Facebook has the traffic. Apple (NASDAQ:AAPL) has the brand. The FTC is looking into abuse of Google's key search function. The stock is down over 16% for the first half of the year. Local competitors are eating its lunch in market-after-market, as the Web is increasingly balkanized.
Google+ is not the answer to the Facebook question. It's not going to bring in the under-30 audience advertisers most covet. And it doesn't answer the real Facebook challenge, which is that social networks bring people further down the sales funnel than any ad can. That's why Facebook has had all those privacy fights with its user base – it seeks to monetize its traffic by having people lead themselves into becoming customers.
Google retains a key advantage over all rivals, foreign and domestic. It has lower-cost infrastructure than anyone in the Internet space. Google can answer a question, move a file, store files and handle back-end computing tasks for less than anyone else, because Google has focused on costs for its entire existence.

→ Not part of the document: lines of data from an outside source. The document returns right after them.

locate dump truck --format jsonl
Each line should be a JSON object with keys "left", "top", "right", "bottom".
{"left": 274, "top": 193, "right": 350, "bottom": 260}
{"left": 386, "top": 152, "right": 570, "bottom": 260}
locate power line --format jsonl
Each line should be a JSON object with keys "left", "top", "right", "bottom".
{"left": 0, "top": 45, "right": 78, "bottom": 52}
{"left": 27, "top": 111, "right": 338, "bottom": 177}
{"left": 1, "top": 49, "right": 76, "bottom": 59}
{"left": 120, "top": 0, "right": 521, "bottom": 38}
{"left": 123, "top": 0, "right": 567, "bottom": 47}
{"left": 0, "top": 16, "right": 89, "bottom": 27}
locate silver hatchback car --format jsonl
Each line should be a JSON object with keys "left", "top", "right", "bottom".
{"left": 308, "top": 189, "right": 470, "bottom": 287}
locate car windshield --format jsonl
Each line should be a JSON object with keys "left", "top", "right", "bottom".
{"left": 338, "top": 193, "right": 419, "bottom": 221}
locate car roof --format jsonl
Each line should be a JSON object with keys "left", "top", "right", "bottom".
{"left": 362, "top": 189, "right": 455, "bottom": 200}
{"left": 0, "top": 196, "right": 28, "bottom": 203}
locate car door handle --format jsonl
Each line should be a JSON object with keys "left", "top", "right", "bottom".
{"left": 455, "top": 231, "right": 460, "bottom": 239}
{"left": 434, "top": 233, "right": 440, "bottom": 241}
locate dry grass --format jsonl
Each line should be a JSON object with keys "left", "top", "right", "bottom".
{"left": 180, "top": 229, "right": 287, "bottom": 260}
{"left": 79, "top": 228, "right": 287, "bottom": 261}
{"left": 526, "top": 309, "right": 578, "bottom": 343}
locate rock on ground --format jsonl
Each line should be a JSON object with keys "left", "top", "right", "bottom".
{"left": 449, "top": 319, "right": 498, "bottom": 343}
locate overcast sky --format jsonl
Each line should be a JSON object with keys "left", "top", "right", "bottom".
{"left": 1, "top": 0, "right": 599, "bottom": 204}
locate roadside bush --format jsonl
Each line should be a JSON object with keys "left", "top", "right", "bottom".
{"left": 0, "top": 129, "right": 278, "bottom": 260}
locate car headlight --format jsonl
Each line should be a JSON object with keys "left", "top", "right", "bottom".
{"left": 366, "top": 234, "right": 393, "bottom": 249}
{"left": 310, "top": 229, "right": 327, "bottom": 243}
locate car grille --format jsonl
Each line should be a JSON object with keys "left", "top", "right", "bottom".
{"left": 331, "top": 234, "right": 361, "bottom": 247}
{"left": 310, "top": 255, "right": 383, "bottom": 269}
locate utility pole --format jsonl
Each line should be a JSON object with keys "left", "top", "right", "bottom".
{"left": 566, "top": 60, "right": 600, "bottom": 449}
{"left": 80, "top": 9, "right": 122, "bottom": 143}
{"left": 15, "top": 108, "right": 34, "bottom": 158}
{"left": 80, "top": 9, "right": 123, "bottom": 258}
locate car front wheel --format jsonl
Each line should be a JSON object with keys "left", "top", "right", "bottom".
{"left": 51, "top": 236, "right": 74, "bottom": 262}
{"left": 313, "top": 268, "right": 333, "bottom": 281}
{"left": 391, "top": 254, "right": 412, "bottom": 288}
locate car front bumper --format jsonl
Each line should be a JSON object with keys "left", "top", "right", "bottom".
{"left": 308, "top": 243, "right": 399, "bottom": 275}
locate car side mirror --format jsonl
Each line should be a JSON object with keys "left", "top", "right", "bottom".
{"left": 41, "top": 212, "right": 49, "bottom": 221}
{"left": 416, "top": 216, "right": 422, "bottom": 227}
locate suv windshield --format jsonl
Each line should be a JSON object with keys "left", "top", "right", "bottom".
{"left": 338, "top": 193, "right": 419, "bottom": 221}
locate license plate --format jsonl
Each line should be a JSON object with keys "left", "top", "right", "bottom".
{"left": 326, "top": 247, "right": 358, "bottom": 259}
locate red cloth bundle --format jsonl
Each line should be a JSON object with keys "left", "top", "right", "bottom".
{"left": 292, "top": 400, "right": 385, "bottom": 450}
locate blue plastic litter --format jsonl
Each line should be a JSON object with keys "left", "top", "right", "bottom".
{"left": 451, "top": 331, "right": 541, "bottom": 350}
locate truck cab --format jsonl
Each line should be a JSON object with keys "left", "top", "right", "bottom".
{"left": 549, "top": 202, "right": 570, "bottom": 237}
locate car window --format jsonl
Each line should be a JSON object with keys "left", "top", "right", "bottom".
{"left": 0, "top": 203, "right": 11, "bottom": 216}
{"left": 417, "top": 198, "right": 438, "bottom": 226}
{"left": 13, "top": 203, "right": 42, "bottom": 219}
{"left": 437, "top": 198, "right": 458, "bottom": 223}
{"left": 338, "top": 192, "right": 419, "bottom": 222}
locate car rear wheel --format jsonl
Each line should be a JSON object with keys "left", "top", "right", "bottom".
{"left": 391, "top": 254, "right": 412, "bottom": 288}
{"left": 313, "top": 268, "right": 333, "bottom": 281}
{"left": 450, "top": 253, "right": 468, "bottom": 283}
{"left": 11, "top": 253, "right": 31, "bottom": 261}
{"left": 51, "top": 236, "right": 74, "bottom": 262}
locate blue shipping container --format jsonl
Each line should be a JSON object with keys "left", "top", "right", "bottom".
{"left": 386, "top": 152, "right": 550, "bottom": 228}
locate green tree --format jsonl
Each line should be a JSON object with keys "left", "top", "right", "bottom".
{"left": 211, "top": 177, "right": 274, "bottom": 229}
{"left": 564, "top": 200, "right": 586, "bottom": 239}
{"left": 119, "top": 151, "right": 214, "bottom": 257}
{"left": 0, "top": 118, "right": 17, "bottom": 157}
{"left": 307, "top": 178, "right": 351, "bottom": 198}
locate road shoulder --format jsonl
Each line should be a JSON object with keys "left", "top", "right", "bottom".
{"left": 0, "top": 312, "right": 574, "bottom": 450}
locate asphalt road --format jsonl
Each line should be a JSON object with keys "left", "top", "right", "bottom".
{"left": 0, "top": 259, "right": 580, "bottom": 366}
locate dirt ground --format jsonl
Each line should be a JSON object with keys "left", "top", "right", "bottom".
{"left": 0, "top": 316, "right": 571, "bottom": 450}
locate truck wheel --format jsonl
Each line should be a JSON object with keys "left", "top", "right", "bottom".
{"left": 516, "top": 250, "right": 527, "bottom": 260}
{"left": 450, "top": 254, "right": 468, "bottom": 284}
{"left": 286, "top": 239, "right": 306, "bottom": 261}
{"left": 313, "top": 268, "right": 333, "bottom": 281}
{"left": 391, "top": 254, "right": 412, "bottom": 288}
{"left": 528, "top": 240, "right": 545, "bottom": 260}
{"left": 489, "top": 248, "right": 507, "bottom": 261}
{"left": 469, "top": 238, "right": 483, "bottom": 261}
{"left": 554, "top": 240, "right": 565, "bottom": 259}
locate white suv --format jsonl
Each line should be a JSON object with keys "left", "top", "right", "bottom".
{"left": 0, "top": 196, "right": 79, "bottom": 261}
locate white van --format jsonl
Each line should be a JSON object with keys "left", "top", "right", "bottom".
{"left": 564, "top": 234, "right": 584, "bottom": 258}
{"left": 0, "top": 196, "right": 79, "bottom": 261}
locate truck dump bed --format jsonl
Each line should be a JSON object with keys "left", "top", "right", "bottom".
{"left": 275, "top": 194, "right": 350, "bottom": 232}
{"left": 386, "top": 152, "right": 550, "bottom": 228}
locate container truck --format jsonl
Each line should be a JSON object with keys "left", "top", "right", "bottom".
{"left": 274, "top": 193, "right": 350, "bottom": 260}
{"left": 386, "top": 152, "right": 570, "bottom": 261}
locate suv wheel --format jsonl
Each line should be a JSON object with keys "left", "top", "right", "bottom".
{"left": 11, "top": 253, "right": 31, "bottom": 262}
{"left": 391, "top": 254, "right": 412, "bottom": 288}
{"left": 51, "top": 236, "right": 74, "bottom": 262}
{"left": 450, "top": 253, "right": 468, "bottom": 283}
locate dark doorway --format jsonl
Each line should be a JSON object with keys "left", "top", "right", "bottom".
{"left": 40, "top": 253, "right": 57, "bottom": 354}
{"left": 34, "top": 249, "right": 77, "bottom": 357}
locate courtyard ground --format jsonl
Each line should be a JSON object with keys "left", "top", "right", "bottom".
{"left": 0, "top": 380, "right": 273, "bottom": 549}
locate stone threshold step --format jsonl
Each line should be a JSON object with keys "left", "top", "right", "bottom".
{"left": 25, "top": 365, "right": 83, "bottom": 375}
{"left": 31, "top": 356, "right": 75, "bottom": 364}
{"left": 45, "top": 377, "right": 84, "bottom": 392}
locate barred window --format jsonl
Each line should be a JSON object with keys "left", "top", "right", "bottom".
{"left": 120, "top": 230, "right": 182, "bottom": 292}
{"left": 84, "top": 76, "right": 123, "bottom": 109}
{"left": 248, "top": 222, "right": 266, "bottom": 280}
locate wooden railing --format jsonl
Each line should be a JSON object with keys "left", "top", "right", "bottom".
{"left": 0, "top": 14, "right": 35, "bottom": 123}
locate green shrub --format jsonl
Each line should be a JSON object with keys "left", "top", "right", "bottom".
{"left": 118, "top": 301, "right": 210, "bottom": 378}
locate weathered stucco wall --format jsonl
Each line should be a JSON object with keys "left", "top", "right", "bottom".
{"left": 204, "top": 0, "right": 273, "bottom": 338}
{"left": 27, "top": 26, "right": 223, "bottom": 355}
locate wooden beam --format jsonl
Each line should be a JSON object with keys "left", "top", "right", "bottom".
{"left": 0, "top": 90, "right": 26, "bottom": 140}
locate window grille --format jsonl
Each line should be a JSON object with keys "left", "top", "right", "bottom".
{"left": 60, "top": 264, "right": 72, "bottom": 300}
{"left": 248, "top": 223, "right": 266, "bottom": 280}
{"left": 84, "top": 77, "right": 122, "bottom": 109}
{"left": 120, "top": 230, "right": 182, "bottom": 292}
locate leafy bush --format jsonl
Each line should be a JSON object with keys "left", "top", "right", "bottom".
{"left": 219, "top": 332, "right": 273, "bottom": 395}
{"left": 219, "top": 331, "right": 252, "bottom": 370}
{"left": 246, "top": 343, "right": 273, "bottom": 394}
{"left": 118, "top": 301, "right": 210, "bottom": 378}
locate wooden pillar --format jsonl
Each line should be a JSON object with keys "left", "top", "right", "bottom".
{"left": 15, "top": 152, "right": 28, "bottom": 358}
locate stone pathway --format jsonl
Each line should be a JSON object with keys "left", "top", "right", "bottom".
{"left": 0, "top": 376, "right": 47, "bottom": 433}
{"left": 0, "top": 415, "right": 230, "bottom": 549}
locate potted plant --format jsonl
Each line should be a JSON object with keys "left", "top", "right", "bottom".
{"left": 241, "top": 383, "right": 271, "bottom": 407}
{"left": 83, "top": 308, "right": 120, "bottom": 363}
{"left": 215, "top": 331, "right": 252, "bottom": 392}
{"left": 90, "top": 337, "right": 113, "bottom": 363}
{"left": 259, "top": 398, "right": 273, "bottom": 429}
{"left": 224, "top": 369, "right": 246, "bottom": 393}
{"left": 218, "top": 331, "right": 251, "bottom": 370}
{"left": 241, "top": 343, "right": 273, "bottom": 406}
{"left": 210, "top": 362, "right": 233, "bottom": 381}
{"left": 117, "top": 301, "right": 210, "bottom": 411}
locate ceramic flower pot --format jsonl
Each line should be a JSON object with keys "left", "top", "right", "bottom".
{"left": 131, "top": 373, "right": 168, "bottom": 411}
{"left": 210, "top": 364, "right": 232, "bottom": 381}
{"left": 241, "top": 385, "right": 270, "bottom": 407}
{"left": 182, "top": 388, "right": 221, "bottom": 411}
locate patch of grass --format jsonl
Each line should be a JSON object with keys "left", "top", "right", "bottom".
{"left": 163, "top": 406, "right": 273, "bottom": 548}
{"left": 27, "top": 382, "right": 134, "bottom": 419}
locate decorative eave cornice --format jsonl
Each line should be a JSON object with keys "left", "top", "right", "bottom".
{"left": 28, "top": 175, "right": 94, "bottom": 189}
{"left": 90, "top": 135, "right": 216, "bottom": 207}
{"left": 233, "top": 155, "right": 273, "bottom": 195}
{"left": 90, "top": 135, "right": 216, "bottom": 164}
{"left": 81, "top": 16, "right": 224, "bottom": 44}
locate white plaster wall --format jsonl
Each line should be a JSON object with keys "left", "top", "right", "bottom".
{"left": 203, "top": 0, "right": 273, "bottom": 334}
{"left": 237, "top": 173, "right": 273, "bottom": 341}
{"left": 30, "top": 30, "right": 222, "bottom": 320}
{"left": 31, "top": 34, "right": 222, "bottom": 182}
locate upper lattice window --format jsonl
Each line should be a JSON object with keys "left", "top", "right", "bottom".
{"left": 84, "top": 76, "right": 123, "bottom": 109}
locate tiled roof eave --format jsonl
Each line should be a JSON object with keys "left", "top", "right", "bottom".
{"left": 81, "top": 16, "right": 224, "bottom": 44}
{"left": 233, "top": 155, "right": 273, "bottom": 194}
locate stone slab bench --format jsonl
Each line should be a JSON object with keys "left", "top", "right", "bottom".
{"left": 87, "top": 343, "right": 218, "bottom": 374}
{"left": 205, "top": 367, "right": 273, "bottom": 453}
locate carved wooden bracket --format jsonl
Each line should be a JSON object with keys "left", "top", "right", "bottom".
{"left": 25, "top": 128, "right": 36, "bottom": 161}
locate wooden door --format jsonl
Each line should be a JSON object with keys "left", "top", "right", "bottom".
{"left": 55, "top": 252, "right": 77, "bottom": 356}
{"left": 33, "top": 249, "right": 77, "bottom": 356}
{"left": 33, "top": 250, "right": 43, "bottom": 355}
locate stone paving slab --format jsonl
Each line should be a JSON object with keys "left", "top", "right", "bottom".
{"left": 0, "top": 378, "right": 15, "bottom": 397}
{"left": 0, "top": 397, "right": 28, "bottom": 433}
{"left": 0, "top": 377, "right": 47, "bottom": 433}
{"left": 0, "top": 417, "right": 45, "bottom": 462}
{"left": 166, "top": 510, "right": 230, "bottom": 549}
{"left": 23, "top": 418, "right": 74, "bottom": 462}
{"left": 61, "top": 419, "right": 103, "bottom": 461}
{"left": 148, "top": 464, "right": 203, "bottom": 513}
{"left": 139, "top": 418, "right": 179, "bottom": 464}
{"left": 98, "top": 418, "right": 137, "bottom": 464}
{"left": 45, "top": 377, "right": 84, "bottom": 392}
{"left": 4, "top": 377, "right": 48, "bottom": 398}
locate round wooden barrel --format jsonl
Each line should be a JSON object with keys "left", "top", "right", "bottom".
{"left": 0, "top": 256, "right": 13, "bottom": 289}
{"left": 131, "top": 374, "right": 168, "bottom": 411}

When you learn how to open a window on a server farm, it lowers costs. When you learn how to put most of your services in a shipping container and connect that to the Web in another city, you lower costs. When you host your services on low-end PCs that work like one big machine, you lower costs.
Google is proud of its technical prowess, rightly so. But even the lowest-cost infrastructure retains some cost. While advertising can pay the bills, it won't deliver growth, not when new forms of marketing (like Facebook) can deliver prospects and buyers, while Google only offers billboards.
So Google needs to sell something. Not sell a piece of itself. But sell products, sell services, collect revenue for what it does, get seriously into commerce.
There are many ways to do this. Google could buy a second-tier online store like Overstock.com (NASDAQ:OSTK) and challenge Amazon (NASDAQ:AMZN) in merchandise sales. It could provide support for multiple cloud architectures and challenge Amazon that way. It could pick up an online movie service with ties to Hollywood (like Hulu) and turn YouTube into the master of NetFlix (NASDAQ:NFLX).
All these kinds of businesses, and more, can benefit from Google's low-cost infrastructure and global reach. Google can take something that's small, whose people know what they're doing, and make them stars, global players, at Internet speed.
But to do any of this, CEO Larry Page needs to change his corporate culture. Google needs to respect the sales process. It needs to adjust its culture so the idea of selling is no longer repellent. It needs to accept the fact that a good business model is just as noble a hack as, well, a noble hack is.
Google programmers are great at creating services, throwing them online, and hoping someone will salute. That leads to fiascos like Google Health, which never had connections with the industry it was trying to serve, and so never had a business case, and never had a chance. It leads to leading-edge services like Blogger getting lost in the scrum, Acquia and Wordpress getting all the money. It leads to “winning” stuff like Android launched with patent and copyright risks, so that the only people making money are lawyers and opponents in lawsuits.
Google creates great services, but it needs to own great businesses. It needs to nurture geniuses who can build businesses, not just services but stuff that creates commerce. It needs to have people either paying it directly for products and services, or enable their purchases through someone else.
Google needs to go further down the sales funnel, where the money is, and respect money-makers as it respects technical people. Until it does this it will drift.